コロナ禍を要因とした需給バランスの調整の際にも、同社は電子楽器専業メーカーである強みを生かし機動的に増減産に対応した。同社が手掛ける電子楽器は、アコースティック楽器と比較し需要の増減に対応しやすく、稼働損益が発生しづらいという特徴が功を奏した。なお、コロナ禍以降は原材料等の高騰に加えて、生産拠点であるマレーシアからの物流費の高騰が顕著であった。これに対して同社は、2021年から2022年にかけて全世界で価格改定を4度実施しており、適切な価格転嫁がなされていると弊社では評価する。

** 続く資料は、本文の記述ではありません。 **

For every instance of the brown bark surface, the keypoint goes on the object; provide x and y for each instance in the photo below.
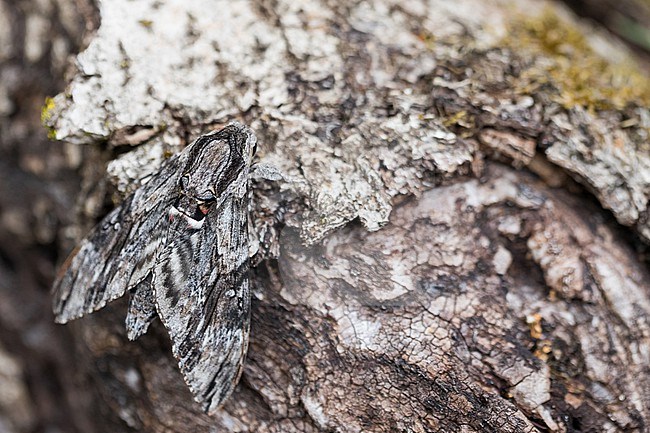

新製品については全体への影響は大きくないものの、不確実な環境下でも確実に業績に貢献している。新製品としての期間は、同社は発売から1年間と定義しているが、中期経営計画では全体の売上に占める新製品の割合を、2022年12月期の約18%から2025年12月期に25%まで高めることを掲げている。2024年12月期第1四半期の新製品開発は順調に進捗していることから、2024年12月期の新製品の売上構成比の向上が予想される。同社の製品開発は、開発担当者が消費者の嗜好をインタビューすることで真のニーズを理解する手法を採用している。同社の技術力と製品開発力は大きな強みであると弊社では見ている。